Materials and Methods

Ethics statement

Patients were collected at five centers after appropriate human subjects approval and informed consent at each site.

Patient cohorts

Patients were collected at five centers: (1) 140 probands with a primary diagnosis of JME, CAE, absence epilepsy, IGE or idiopathic epilepsy were selected from the NINDS repository (http://ccr.coriell.org/ninds); (2) 160 patients are probands with a primary diagnosis of JME from Switzerland. Patients from cohorts (1) and (2) were previously analyzed using MLPA for the CHRNA7 gene [60], and two probands (EMJ001 and EMJ020) were determined to have 15q13.3 microdeletions by that method; they were not previously analyzed for any other copy number changes. (3) 186 German patients came from two cohorts: 76 patients from a population-based cohort from Northern Germany (POPGEN cohort) and 110 patients with childhood-onset epilepsy collected at the University of Kiel. Finally, 41 patients with various idiopathic generalized epilepsies collected at (4) the University of Iowa and (5) at Washington University, St. Louis. DNA from the NINDS repository was derived from cell lines; DNA from all other cohorts was directly from blood. Patients were diagnosed according to the widely used 1989 ILAE classification [61]. In addition, several pediatric patients were diagnosed with specific syndromes not yet recognized in the ILAE classification (Table 1). Patients with non-lesional, idiopathic epilepsies in which diagnostic criteria of the recent ILAE classification for particular epilepsy syndromes were not met were labeled as “unclassified”.

Array comparative genomic hybridization (CGH)

Array CGH was performed using either custom or commercially available oligonucleotide arrays containing 135,000 isothermal probes (Roche NimbleGen, Inc.). Customized arrays (459 samples) were designed with higher density probe coverage in known rearrangement hotspot regions (average probe spacing 2.5 kb) with lower density whole-genome backbone coverage (average probe spacing 38 kb). A subset of samples (n = 62) was analyzed using a commercially available whole-genome array (Roche NimbleGen 12×135 k whole-genome tiling array) with average probe spacing throughout the genome of 21 kb.

Data analysis

Data were analyzed according to manufacturer's instructions using NimbleScan software to generate normalized log₂ fluorescence intensity ratios.

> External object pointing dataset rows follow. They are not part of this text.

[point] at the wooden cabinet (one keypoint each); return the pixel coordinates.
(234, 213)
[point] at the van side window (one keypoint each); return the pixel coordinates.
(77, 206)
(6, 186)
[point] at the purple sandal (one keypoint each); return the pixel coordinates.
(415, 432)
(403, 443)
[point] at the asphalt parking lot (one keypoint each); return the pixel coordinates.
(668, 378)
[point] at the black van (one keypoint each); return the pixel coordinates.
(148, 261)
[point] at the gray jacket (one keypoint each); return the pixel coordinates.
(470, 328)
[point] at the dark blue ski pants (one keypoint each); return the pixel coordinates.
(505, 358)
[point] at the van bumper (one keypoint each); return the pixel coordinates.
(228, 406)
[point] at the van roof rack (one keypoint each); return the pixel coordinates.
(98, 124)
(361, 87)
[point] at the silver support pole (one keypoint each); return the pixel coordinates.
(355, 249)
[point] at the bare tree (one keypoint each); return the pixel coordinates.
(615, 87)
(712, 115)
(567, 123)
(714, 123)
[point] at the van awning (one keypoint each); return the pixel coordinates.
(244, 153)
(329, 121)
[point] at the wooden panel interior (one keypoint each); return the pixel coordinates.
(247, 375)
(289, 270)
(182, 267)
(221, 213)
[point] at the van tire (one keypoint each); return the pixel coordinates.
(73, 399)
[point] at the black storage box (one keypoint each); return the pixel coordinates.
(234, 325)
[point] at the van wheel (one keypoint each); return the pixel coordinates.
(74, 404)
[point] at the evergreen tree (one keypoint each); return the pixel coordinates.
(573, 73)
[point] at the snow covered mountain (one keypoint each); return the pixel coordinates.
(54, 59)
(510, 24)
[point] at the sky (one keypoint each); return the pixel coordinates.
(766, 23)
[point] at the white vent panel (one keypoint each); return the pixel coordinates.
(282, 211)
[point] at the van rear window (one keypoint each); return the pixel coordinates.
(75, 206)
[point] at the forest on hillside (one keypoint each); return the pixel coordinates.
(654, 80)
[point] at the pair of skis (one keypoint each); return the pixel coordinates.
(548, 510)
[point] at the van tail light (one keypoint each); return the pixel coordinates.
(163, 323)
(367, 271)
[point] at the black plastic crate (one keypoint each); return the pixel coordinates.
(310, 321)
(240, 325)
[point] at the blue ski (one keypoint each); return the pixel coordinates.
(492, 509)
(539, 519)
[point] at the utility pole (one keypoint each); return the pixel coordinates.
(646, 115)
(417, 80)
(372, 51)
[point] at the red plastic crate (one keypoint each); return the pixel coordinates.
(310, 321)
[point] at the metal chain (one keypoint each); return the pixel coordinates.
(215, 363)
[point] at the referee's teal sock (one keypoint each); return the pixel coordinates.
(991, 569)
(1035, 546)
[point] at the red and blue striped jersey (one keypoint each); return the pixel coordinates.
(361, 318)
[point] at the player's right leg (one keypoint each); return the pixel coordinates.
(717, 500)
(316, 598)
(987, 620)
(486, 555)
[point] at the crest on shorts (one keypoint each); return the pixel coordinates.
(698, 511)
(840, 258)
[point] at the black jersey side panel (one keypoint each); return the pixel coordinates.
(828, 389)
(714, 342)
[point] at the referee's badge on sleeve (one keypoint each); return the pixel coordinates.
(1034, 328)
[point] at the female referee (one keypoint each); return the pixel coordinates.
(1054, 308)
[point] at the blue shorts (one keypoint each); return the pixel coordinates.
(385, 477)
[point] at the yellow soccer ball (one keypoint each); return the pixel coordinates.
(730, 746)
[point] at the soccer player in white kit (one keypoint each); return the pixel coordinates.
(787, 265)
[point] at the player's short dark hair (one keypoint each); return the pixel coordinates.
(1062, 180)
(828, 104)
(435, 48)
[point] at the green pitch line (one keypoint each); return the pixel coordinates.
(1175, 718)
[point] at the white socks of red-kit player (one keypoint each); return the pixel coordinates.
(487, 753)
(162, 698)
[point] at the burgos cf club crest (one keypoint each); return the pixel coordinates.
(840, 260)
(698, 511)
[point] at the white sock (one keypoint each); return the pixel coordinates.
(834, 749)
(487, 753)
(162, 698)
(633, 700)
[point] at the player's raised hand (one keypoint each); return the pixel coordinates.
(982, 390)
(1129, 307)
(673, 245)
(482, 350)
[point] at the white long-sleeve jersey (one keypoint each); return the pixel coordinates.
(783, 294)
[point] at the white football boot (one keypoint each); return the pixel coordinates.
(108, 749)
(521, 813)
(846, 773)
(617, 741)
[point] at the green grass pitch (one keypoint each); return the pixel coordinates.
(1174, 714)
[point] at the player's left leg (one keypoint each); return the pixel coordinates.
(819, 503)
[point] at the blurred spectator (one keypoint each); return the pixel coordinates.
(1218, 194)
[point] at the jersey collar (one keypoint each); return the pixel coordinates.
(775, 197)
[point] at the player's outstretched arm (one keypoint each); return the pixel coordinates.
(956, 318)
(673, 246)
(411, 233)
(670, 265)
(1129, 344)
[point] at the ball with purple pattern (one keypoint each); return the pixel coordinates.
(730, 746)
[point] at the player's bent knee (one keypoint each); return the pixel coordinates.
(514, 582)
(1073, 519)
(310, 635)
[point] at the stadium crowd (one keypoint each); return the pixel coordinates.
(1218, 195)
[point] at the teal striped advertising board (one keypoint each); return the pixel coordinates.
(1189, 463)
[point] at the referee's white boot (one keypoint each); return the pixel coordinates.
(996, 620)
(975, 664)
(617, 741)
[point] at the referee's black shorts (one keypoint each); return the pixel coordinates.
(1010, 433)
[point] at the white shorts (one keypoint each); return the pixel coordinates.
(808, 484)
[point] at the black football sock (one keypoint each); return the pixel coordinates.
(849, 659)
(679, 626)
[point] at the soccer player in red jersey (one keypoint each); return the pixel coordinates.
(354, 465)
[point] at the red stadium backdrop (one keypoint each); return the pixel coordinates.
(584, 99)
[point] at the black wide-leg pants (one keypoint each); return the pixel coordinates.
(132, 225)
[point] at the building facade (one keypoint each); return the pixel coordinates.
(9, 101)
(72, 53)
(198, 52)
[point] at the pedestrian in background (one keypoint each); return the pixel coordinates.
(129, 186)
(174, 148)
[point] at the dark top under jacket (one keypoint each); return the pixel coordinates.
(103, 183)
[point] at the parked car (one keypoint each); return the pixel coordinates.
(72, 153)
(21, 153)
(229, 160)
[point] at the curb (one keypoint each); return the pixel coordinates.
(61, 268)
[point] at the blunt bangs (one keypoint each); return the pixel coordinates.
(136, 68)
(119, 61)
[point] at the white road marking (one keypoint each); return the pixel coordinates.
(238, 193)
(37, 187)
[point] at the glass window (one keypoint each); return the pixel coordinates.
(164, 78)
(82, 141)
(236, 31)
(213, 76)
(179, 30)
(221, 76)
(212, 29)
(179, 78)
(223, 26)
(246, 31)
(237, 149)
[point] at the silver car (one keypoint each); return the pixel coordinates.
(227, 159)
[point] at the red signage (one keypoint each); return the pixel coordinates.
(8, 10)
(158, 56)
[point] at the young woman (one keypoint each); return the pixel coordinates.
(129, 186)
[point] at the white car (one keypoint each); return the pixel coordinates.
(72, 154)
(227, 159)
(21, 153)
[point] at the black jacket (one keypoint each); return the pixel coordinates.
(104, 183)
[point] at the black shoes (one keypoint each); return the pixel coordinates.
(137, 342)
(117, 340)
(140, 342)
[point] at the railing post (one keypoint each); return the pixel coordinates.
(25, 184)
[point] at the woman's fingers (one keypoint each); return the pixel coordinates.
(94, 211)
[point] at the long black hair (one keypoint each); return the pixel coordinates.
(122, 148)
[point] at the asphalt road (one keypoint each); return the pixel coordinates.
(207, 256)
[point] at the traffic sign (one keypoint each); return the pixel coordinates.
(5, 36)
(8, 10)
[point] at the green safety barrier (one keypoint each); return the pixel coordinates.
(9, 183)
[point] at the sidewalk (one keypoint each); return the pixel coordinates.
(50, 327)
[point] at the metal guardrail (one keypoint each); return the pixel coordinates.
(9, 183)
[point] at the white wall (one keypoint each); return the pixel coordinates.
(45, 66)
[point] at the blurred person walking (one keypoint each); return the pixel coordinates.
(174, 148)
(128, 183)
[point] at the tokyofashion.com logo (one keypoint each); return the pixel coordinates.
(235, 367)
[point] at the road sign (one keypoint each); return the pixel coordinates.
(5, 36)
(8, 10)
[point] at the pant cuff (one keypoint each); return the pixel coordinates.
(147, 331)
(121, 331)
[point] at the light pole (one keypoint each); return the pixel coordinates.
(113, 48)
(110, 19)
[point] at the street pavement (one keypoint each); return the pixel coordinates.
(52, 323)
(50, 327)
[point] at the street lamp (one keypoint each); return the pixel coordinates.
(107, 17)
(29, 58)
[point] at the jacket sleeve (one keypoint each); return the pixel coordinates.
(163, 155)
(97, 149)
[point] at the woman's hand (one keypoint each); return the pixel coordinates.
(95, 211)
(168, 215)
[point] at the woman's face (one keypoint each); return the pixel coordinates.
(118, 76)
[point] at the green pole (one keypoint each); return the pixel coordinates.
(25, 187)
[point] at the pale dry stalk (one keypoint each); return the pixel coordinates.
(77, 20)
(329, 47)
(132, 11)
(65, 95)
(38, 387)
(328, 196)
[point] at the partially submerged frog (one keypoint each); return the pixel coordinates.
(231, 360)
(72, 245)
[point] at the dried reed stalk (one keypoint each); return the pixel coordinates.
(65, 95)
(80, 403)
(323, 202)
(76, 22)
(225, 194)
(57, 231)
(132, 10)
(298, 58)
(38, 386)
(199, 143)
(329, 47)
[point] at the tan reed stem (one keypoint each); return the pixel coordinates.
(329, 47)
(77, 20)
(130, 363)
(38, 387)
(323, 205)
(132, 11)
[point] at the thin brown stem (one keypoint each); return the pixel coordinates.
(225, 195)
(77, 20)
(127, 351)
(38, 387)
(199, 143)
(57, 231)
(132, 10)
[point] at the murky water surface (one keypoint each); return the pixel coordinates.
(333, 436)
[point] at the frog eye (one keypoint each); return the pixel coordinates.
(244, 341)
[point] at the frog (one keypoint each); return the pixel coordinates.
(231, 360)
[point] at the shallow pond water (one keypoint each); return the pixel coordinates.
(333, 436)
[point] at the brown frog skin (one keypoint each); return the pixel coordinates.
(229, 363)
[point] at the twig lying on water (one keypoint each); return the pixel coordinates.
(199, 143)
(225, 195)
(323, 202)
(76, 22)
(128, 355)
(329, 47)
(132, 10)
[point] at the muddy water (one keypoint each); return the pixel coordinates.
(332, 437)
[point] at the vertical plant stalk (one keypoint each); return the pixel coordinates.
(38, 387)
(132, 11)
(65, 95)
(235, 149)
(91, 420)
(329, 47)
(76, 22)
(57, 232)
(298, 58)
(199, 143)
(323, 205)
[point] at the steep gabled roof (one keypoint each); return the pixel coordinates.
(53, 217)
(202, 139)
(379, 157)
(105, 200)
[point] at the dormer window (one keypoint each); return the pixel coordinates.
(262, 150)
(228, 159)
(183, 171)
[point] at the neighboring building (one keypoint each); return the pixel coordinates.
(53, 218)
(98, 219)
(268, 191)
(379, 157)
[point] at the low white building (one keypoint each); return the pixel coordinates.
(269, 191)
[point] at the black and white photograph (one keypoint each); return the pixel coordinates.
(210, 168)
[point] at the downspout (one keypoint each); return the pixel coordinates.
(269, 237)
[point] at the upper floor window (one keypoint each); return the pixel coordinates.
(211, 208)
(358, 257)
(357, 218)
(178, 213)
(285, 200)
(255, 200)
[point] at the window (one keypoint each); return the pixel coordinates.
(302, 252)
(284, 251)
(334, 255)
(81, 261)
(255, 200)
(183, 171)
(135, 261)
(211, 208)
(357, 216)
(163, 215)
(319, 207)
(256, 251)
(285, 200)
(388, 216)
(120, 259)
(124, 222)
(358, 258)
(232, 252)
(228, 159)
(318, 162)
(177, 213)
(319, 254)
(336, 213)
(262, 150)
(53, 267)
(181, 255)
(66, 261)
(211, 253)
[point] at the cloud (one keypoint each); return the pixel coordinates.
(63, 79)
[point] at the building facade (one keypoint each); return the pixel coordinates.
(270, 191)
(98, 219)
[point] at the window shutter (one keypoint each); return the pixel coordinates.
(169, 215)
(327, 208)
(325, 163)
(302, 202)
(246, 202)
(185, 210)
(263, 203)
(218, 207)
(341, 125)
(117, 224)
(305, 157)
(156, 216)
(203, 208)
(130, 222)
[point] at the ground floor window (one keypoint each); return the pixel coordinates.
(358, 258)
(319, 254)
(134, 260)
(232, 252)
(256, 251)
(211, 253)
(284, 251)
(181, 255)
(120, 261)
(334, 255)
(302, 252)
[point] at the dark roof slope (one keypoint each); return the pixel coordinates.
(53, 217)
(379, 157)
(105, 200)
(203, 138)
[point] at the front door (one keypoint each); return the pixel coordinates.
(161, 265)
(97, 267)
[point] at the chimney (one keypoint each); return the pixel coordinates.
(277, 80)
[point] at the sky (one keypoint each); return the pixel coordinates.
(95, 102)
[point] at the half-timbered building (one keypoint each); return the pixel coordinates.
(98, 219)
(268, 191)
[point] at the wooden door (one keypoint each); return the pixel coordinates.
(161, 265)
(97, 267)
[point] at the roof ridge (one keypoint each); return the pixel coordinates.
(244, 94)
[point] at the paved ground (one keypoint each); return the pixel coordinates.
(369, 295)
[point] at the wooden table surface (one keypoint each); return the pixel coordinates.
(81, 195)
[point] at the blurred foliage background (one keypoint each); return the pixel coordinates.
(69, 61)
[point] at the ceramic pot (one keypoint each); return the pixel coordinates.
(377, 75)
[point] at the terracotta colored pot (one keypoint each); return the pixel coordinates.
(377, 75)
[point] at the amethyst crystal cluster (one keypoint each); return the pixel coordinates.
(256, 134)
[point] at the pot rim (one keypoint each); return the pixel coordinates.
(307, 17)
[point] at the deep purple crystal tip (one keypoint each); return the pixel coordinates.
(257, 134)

Then, for each sample, normalized log intensity ratios are transformed into z-scores using the chromosome-specific mean and standard deviation. Z-scores are subsequently used to classify probes as “increased”, “normal” and “decreased” copy-number using a three-state Hidden Markov Model (HMM). The HMM was implemented using HMMSeg [62], which assumes Gaussian emission probabilities. The “increased” and “decreased” states are defined to have the same standard deviation as the “normal” state but with mean z-score two standard deviations above and below the mean, respectively. Probe-by-probe HMM state assignments are merged into segments according to the following criteria: consecutive probes of the same state less than 50 kb apart are merged, and if two segments of the same state are separated by an intervening sequence of ≤5 probes and ≤10 kb, both segments and intervening sequence are called as a single variant. CNV calls are filtered to eliminate (i) events containing <5 probes, (ii) CNVs with >50% overlap in a series of 2493 control individuals [24] and (iii) events that had no overlap with RefSeq genes. In addition, when comparing CNV calls to control CNVs, we eliminated calls for which there was insufficient probe coverage (<5 probes) in the control data to identify the same or similar CNV. Filtered copy number changes are also visually inspected in a genome browser.